奇妙な緊張感のまま、4人は各々の席に着いた。
「こうして姉兄弟が揃うのは、ずいぶん久しぶりのことね?」
食事の手をとめ、園子が言った。
「そうでしたかね」
肯定とも否定ともとれる口調で、相澤が相槌を打つ。
「お父さまも、あなたがちゃんと大学と仕事を両立させているのか心配してらしたわ。何もひとりではできない子だったからって」
園子はワインを口にしながら、探るような視線を相澤に向けている。
「父さんは、昔から俺を半人前扱いしていましたからね」
相澤は表情を変えないまま応じている。
――お食事は、美味しいけど……この雰囲気だから、何食べているのかわかんないや……。

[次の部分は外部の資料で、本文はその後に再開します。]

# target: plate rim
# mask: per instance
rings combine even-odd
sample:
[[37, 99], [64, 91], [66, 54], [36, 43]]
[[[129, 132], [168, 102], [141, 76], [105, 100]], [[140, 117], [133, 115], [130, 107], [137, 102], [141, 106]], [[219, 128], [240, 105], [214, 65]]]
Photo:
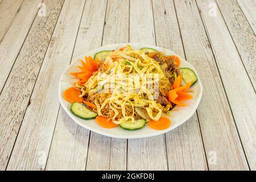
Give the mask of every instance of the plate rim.
[[[199, 94], [198, 96], [198, 99], [196, 100], [196, 104], [195, 105], [196, 105], [196, 107], [195, 107], [195, 109], [192, 110], [192, 112], [191, 112], [191, 114], [188, 114], [188, 115], [187, 115], [187, 117], [185, 118], [185, 119], [183, 119], [183, 121], [181, 122], [179, 122], [177, 125], [176, 125], [176, 126], [175, 126], [175, 127], [169, 127], [168, 128], [165, 129], [165, 130], [157, 130], [158, 132], [157, 133], [146, 133], [146, 134], [143, 134], [142, 135], [138, 135], [138, 134], [137, 134], [137, 135], [115, 135], [115, 134], [113, 134], [108, 132], [105, 132], [104, 131], [100, 131], [97, 129], [95, 129], [93, 127], [90, 127], [89, 125], [87, 125], [86, 126], [82, 125], [82, 124], [81, 124], [79, 122], [78, 122], [77, 121], [76, 117], [73, 115], [73, 114], [72, 114], [71, 112], [70, 111], [69, 109], [68, 109], [68, 108], [67, 108], [67, 107], [65, 106], [64, 103], [63, 102], [63, 90], [61, 90], [61, 82], [62, 82], [62, 80], [61, 80], [61, 78], [63, 77], [64, 75], [67, 73], [67, 71], [68, 70], [68, 69], [70, 68], [70, 67], [72, 65], [73, 63], [75, 63], [76, 61], [76, 60], [81, 59], [81, 57], [82, 56], [85, 56], [86, 55], [88, 55], [88, 54], [89, 54], [89, 52], [94, 52], [94, 53], [96, 53], [97, 51], [97, 50], [98, 49], [101, 49], [104, 48], [104, 47], [112, 47], [112, 46], [115, 46], [115, 47], [119, 47], [120, 46], [121, 47], [123, 47], [127, 44], [130, 44], [131, 45], [131, 47], [133, 47], [133, 45], [137, 47], [141, 47], [141, 48], [143, 48], [143, 47], [149, 47], [149, 48], [154, 48], [156, 49], [165, 49], [165, 50], [167, 50], [170, 52], [171, 52], [172, 54], [174, 55], [176, 55], [177, 56], [178, 56], [179, 57], [180, 57], [181, 61], [185, 61], [187, 63], [188, 63], [192, 68], [193, 68], [193, 71], [195, 71], [195, 73], [196, 74], [196, 75], [197, 76], [197, 84], [199, 84]], [[75, 59], [72, 59], [72, 61], [71, 62], [71, 64], [68, 65], [68, 67], [64, 71], [64, 72], [61, 73], [60, 77], [60, 80], [59, 80], [59, 92], [58, 92], [58, 94], [59, 94], [59, 100], [60, 102], [60, 104], [61, 105], [61, 107], [64, 109], [64, 110], [65, 110], [65, 111], [67, 113], [67, 114], [72, 119], [72, 120], [73, 120], [73, 121], [75, 121], [76, 123], [77, 123], [78, 125], [79, 125], [80, 126], [81, 126], [81, 127], [86, 129], [88, 129], [92, 131], [98, 133], [101, 135], [103, 135], [105, 136], [109, 136], [109, 137], [113, 137], [113, 138], [120, 138], [120, 139], [133, 139], [133, 138], [147, 138], [147, 137], [151, 137], [151, 136], [158, 136], [164, 133], [166, 133], [167, 132], [169, 132], [176, 128], [177, 128], [177, 127], [180, 126], [180, 125], [183, 125], [184, 123], [185, 123], [185, 122], [187, 122], [194, 114], [195, 113], [196, 111], [196, 110], [199, 105], [199, 104], [201, 101], [201, 99], [202, 97], [202, 95], [203, 95], [203, 85], [202, 83], [201, 82], [200, 78], [199, 77], [199, 74], [197, 72], [196, 69], [195, 68], [195, 67], [189, 62], [188, 62], [185, 59], [184, 59], [183, 57], [180, 56], [180, 55], [177, 55], [177, 53], [174, 52], [173, 51], [167, 49], [167, 48], [165, 48], [163, 47], [158, 47], [158, 46], [154, 46], [154, 45], [150, 45], [148, 44], [146, 44], [146, 43], [138, 43], [138, 42], [130, 42], [130, 43], [117, 43], [117, 44], [107, 44], [107, 45], [104, 45], [103, 46], [101, 46], [97, 48], [96, 48], [94, 49], [89, 50], [88, 51], [86, 51], [86, 52], [81, 54], [80, 55], [79, 55], [79, 56], [76, 57]], [[92, 119], [92, 120], [94, 120], [95, 121], [95, 119]], [[110, 130], [110, 129], [109, 129]], [[153, 130], [153, 129], [152, 129]], [[125, 131], [125, 130], [124, 130]], [[125, 131], [126, 132], [132, 132], [132, 131]]]

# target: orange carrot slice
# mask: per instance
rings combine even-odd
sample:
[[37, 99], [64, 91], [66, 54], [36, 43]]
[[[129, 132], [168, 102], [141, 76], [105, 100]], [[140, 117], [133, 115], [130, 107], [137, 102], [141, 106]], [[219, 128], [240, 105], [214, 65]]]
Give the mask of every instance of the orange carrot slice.
[[76, 87], [71, 87], [64, 92], [63, 96], [66, 101], [71, 103], [74, 102], [82, 102], [82, 98], [79, 97], [81, 91]]
[[184, 88], [183, 89], [183, 90], [182, 90], [182, 92], [186, 92], [187, 91], [188, 91], [188, 89], [191, 86], [191, 85], [193, 84], [193, 82], [191, 81], [191, 82], [189, 82], [188, 84], [187, 84], [186, 85], [186, 88]]
[[97, 109], [97, 106], [95, 104], [92, 104], [90, 102], [85, 101], [83, 101], [82, 102], [84, 102], [88, 107]]
[[166, 117], [161, 117], [158, 121], [151, 120], [148, 122], [148, 126], [155, 130], [164, 130], [171, 124], [171, 120]]
[[170, 90], [168, 93], [168, 100], [169, 101], [172, 102], [174, 101], [177, 97], [178, 95], [175, 91]]
[[182, 76], [181, 75], [179, 75], [179, 76], [175, 79], [172, 88], [174, 89], [176, 89], [181, 85], [182, 82]]
[[193, 96], [183, 92], [179, 92], [177, 95], [177, 100], [180, 101], [187, 101], [193, 98]]
[[106, 117], [97, 116], [96, 118], [96, 122], [100, 126], [107, 129], [110, 129], [112, 127], [118, 126], [118, 125], [115, 124], [112, 120], [108, 121], [108, 118]]

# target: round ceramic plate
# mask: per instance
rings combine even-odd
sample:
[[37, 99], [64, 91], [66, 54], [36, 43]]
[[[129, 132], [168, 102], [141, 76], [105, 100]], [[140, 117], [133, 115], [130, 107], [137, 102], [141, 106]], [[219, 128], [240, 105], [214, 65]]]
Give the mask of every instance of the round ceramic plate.
[[85, 56], [91, 56], [93, 57], [94, 55], [98, 52], [106, 50], [118, 49], [127, 44], [130, 44], [133, 49], [141, 49], [143, 47], [149, 47], [163, 52], [167, 55], [176, 55], [175, 53], [168, 49], [143, 43], [111, 44], [103, 46], [85, 53], [84, 55], [81, 55], [75, 60], [69, 67], [64, 72], [60, 77], [59, 88], [59, 97], [61, 106], [65, 111], [76, 122], [81, 126], [104, 135], [118, 138], [138, 138], [158, 135], [174, 129], [187, 121], [196, 111], [199, 104], [202, 96], [203, 86], [200, 79], [194, 67], [180, 56], [179, 56], [181, 60], [180, 68], [189, 68], [193, 70], [197, 76], [198, 80], [197, 82], [189, 89], [189, 90], [193, 91], [191, 93], [193, 96], [193, 99], [184, 102], [187, 105], [186, 107], [178, 106], [175, 107], [174, 109], [174, 111], [172, 113], [171, 115], [169, 117], [172, 121], [172, 124], [168, 129], [163, 130], [156, 130], [151, 129], [147, 125], [143, 129], [136, 131], [123, 130], [119, 127], [116, 127], [110, 129], [105, 129], [98, 125], [94, 119], [87, 121], [83, 120], [76, 117], [71, 112], [70, 107], [71, 104], [64, 99], [63, 92], [67, 88], [73, 86], [73, 83], [77, 81], [76, 78], [70, 76], [69, 73], [79, 71], [76, 67], [77, 65], [81, 65], [79, 59], [82, 59], [84, 60]]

圧迫感のある空気に、ユメコは、あまり食が進まなかった。
「お口に合いませんでしたか?」
雅紀が、食事をつつくほどしか食べていないユメコに気づき、真摯な目を向けた。
「えっ、い、いえ」
慌てたユメコが、フォークで大きめの食材をぱくっと口に入れた。
口のなかで噛み砕くのに大きすぎて、もごもごとちょっと苦しそうな表情になる。
ククッと、雅紀が楽しそうに笑った。
「実に可愛らしいお嬢さんだ。あなたに逢えて、翔太はとてもラッキーでしたね」
そう言って、ユメコには柔らかい視線を送り、相澤には鋭い目を向けた。
相澤は平然としたまま食事を続け、いつもと変わらない口調でユメコに言った。
「ユメコ、無理しなくても食べられるだけでいいぞ」
「う、うん」
ユメコは頷いて、素直にナイフとフォークをテーブルに戻した。
――目が回りそう……。
こんな姉と兄だから、所長はずっと家族の話なんてしなかったのかもしれない。
ユメコは、視界がぼやけるのを感じた。
――携帯に入っていた、唯一のあたしの番号……か。もっと、いろいろ話をしていたら良かったな。
ガタン、という、誰かが席を立った音がした。
目を上げると相澤が立ち上がっている。
「すまないが、姉さん、兄さん、俺たちはこれで失礼するよ……今日のユメコは具合が良くなかったんだ。これ以上、あまり無理をさせたくない」
「そうでしたか、それは気づかずに申し訳ない。呼び出したのは我々だからね」
雅紀は気分を害した様子もなく、むしろ心配に顔を曇らせてユメコを見つめた。
「それでもここまで来てくれて、ありがとう、夢子さん」
「残念だわ、後ほどご一緒にトリートメントでも、とお誘いしたかったのに」
園子も本当に残念そうに言った。
「す、すみません……」
恐縮するユメコを、相澤が抱き寄せる。
「おまえが気にすることではない。すまなかったな」
「あの、ありがとうございました」
相澤から体を離したユメコはふたりに礼を言い、相澤にエスコートされながら扉に向かった。
「翔太」
雅紀が相澤を呼び止めた。振り返った相澤に、雅紀は言った。
「変わったな、おまえ。……堂々として、まるで別人のように立派に成長したものだな。兄は嬉しいよ」
口調は朗らかだが、目は笑っていない。そして、最後に甘く囁くように付け加えた。
「夢子さん、またお逢いできたらいいね」
相澤は目を鋭く細め、兄と姉に視線を送ると、くるりと背を向けた。
ユメコの腰を抱き寄せ、支えるように歩いて部屋を出た。